Doctor of Philosophy (PhD)

Department

Clinical Psychology

First Advisor

Grych, John

Second Advisor

Gerdes, Alyson

Third Advisor

Vaughan Van Hecke, Amy

Abstract

The present study examined supportive relationships with parents, teachers, peers, and neighbors as protective for youths exposed to violence. To explore how support promotes resilience, four potential mediators were examined: secure attachment, adaptive coping, processing traumatic experiences with a supportive person (parent, teacher, friend, or community adult), and an optimistic outlook on life. An at-risk sample of 107 students (71% male) aged 8-19 years (M=15) who were predominantly African American completed measures of violence exposure, social support, attachment security, coping ability, trauma-processing, and optimism. Resilience was assessed with multiple measures that included self-esteem, competence in several domains (social, scholastic, athletic, and creative), and lower levels of externalizing and internalizing symptoms. Together, social support from parents, teachers, peers, and neighbors accounted for significant variance in resilience.

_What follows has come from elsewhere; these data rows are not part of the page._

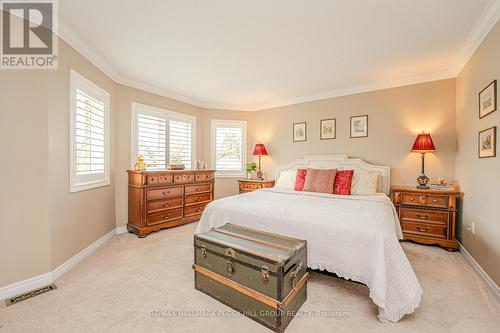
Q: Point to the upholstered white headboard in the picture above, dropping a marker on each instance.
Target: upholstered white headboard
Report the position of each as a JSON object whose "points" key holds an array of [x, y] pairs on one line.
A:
{"points": [[340, 162]]}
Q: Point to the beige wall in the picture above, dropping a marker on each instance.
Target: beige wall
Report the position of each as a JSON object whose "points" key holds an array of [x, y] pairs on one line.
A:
{"points": [[479, 178], [395, 117], [24, 204]]}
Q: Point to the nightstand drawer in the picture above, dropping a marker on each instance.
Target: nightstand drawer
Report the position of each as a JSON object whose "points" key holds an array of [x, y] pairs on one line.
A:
{"points": [[430, 200], [420, 229], [423, 216]]}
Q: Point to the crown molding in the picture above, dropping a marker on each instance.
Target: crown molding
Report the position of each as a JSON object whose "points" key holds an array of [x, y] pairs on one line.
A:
{"points": [[443, 75], [483, 26]]}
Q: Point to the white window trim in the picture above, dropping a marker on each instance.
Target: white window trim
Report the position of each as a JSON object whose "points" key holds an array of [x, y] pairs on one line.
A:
{"points": [[78, 80], [170, 114], [224, 173]]}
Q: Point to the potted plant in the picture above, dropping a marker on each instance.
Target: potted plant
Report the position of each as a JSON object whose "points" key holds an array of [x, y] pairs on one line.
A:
{"points": [[251, 167]]}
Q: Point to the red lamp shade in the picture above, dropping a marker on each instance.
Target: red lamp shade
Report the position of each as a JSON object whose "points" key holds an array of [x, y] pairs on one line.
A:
{"points": [[423, 144], [260, 150]]}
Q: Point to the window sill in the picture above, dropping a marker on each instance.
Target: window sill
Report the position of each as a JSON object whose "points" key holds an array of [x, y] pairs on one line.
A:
{"points": [[87, 186]]}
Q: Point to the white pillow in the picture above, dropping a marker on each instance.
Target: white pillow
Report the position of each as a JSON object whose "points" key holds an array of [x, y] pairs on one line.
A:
{"points": [[287, 180], [364, 183]]}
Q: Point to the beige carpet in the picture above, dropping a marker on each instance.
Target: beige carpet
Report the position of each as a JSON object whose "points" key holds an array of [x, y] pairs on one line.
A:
{"points": [[117, 288]]}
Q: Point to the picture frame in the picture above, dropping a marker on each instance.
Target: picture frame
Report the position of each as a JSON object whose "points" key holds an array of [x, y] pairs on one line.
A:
{"points": [[487, 143], [328, 129], [300, 132], [359, 126], [488, 100]]}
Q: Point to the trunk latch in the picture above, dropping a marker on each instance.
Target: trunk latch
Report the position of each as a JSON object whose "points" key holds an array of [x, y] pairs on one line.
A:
{"points": [[264, 271]]}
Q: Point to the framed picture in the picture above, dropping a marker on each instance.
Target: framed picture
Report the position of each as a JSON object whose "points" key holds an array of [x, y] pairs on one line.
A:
{"points": [[299, 132], [488, 99], [359, 126], [488, 142], [328, 129]]}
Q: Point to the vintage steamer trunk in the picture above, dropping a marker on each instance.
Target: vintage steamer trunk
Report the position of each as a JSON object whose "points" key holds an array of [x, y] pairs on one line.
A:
{"points": [[262, 275]]}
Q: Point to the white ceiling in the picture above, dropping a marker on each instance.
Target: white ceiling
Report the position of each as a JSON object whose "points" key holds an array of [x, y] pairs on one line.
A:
{"points": [[250, 55]]}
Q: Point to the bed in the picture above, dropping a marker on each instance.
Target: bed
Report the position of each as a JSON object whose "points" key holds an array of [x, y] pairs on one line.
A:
{"points": [[355, 237]]}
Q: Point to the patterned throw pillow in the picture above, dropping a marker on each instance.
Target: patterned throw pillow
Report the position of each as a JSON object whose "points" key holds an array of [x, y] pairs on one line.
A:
{"points": [[319, 180], [300, 179], [343, 180]]}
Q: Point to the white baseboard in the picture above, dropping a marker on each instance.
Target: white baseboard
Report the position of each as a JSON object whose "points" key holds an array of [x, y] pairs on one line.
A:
{"points": [[480, 271], [121, 230], [50, 277]]}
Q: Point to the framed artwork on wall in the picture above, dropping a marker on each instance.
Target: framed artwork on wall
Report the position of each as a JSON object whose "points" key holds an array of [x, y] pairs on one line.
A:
{"points": [[359, 126], [488, 99], [328, 129], [488, 142], [299, 132]]}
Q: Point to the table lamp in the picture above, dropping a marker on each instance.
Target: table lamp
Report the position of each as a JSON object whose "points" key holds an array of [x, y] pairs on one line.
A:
{"points": [[423, 144]]}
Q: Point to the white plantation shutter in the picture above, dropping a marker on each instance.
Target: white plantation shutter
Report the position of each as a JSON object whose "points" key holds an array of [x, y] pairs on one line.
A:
{"points": [[180, 143], [229, 147], [89, 115], [152, 140], [163, 137]]}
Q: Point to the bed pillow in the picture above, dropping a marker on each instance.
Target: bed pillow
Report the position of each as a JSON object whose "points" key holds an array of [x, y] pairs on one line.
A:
{"points": [[364, 183], [286, 180], [320, 180], [300, 179], [343, 180]]}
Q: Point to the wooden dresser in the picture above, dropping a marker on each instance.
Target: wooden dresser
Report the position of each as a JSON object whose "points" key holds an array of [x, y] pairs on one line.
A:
{"points": [[164, 199], [249, 185], [427, 216]]}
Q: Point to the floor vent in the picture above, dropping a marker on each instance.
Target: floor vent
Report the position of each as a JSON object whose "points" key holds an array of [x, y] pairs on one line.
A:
{"points": [[30, 294]]}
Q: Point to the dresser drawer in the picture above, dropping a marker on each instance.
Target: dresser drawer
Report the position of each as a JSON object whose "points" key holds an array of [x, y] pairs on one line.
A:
{"points": [[203, 176], [195, 189], [428, 230], [164, 193], [154, 206], [184, 178], [194, 210], [250, 186], [423, 216], [165, 216], [197, 199]]}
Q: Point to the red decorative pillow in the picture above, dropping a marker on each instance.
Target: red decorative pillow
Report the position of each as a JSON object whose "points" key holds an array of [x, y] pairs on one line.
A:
{"points": [[320, 180], [300, 179], [343, 180]]}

Additionally, attachment security, processing trauma with a parent, processing trauma with a friend, adaptive coping, and optimism significantly predicted resilience. Of the four mediators that were examined, processing trauma with a parent and having a more optimistic outlook mediated the relationship between social support and resilience. These results highlight seeking out a parent to process a traumatic or stressful life event and having a positive outlook as a first step in understanding how supportive others can help promote adaptive functioning in youths exposed to violence.